# B. smithi sling buried?



## MattyMUSEROCKS (Dec 11, 2012)

Hello there!
I've been glancing at these forums for a few days now since my girlfriend gave me my _B. smithi_ spiderling (little bugger is about 11mm).

Right. Its been in a smallish tupperware tub filled halfway with substrate. This tub inside the 'small' faunarium that was given in a spiderling kit- heat mat suck to the side instead of bottom.

Last night, I located it in the plastic 'pot' that it arrived in (stuck some substrate in and put the pot on its side for a burrow/hide for now), sling had been avoiding crickets and seemed to get a bit paler... So I assumed a moult (so soon!!).

This morning I peeked in half expecting a slightly bigger sling sitting in a corner or the pot... Nope. No new holes or anything.

I panicked because it had gotten a bit cold overnight (20C, has been 23C minimum for 3 nights). I took the tupperware tub out of the and put it on the heat mat (lid on), threw some warm substrate into the faunarium, put the supplied cork bark in... (whch I should have simply done when it arrived!)
I picked up the plastic cup carefully, then placed it in the new fully kitted out faunarium... I expected the sling to scuttle out. It never.

I've since gently dug around all the substrate which was in the tupperware tub and plastic pot(burrow), the sling hasnt been found...

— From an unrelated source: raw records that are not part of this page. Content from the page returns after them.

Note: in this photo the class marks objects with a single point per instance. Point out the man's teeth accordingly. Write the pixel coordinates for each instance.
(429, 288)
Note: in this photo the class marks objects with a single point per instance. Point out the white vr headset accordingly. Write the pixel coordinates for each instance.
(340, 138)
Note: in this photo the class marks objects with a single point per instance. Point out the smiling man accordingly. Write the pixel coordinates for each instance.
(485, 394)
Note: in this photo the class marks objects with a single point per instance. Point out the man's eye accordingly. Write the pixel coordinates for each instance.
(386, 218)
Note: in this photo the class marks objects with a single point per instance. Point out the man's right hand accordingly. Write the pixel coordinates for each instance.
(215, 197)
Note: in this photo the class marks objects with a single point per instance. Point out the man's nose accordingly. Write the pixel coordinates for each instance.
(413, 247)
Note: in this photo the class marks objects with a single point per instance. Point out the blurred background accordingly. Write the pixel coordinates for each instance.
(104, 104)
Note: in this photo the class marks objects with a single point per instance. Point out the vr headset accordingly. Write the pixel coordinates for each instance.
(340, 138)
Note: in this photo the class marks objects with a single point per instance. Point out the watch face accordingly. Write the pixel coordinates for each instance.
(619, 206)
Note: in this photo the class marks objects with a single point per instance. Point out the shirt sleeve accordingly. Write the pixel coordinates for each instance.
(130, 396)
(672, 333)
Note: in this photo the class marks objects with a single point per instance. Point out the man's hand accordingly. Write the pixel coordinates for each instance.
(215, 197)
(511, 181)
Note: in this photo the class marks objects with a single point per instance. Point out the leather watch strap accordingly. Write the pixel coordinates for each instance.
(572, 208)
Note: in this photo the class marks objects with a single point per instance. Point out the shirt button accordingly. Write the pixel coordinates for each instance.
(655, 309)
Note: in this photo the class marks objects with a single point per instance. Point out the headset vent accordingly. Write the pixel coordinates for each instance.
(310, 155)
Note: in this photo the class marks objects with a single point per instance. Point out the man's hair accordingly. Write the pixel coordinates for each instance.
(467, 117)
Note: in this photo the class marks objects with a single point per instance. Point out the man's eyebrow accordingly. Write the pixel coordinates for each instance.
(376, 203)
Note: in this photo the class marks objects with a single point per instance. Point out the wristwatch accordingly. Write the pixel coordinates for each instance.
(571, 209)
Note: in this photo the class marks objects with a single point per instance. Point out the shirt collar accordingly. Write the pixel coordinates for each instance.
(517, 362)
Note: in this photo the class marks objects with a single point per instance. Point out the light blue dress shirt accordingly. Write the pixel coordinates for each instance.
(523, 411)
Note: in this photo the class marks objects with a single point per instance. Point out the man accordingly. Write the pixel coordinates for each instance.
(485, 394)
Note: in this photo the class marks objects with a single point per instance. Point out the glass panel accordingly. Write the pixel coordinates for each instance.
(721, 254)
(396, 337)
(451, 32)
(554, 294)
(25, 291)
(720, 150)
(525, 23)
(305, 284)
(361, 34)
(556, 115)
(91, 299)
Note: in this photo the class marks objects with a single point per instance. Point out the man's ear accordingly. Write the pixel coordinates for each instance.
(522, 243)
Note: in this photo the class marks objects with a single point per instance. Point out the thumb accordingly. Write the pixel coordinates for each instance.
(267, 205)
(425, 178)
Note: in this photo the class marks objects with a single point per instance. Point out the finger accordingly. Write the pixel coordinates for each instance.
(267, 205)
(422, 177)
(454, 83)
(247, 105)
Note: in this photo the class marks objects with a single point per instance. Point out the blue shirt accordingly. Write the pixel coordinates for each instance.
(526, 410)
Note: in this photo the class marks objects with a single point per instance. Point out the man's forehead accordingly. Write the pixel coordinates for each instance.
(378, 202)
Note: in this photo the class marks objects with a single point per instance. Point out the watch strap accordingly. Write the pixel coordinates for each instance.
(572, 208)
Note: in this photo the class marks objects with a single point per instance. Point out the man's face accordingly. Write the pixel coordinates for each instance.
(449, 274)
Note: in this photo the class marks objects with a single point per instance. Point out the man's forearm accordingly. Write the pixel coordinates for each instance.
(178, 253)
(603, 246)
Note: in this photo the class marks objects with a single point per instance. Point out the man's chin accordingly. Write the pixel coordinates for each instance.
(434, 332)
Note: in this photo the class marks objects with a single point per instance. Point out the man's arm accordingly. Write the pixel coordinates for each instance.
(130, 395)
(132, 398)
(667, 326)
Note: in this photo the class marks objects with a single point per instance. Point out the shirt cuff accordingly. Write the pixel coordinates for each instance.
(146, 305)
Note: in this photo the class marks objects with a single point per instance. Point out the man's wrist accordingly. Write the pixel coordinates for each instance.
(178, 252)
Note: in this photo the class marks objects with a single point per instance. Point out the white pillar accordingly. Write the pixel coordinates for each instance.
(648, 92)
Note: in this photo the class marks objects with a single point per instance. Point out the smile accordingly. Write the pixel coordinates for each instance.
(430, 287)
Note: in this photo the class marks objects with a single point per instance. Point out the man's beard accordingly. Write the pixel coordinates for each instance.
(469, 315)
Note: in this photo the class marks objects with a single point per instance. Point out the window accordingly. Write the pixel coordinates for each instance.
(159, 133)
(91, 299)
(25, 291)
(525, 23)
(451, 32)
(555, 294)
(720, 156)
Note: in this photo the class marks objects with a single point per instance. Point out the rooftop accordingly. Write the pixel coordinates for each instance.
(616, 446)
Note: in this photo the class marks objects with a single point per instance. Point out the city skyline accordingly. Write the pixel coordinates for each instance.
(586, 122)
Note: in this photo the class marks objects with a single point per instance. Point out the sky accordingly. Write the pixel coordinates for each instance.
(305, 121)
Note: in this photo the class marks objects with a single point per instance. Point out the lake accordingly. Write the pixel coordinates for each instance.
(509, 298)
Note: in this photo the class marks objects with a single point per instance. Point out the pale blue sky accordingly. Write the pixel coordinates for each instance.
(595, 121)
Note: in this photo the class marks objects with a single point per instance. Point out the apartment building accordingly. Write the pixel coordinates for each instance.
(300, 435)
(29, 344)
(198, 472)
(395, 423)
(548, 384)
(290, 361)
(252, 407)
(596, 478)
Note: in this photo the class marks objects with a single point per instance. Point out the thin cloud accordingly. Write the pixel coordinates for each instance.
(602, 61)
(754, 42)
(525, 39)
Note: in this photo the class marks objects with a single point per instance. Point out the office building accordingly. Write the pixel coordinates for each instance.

I rang exotic pets.co.uk and the very helpful lady seems to think it'll dig its way out eventually. I even threw a small cricket in to wonder around as a 'this way for food' indicator (which in retrospect could also be this way predator?).

Does the lil sling have a chance of finding his way out? We're really concerned for him!


----------



## Embo (Jun 7, 2012)

My B.albop sling has dug a hole and built a wall on either side of the hole with the excavated substrate. I've not seen him for about a week. And one of my P.murinus slings webbed himself a nice vertical tunnel and dug a hole inside, plugging the hole at the top with substrate. Not seen this one in about 2 weeks. But the pre-killed maggot I left in there at the weekend has gone missing, so I know he's in there somewhere.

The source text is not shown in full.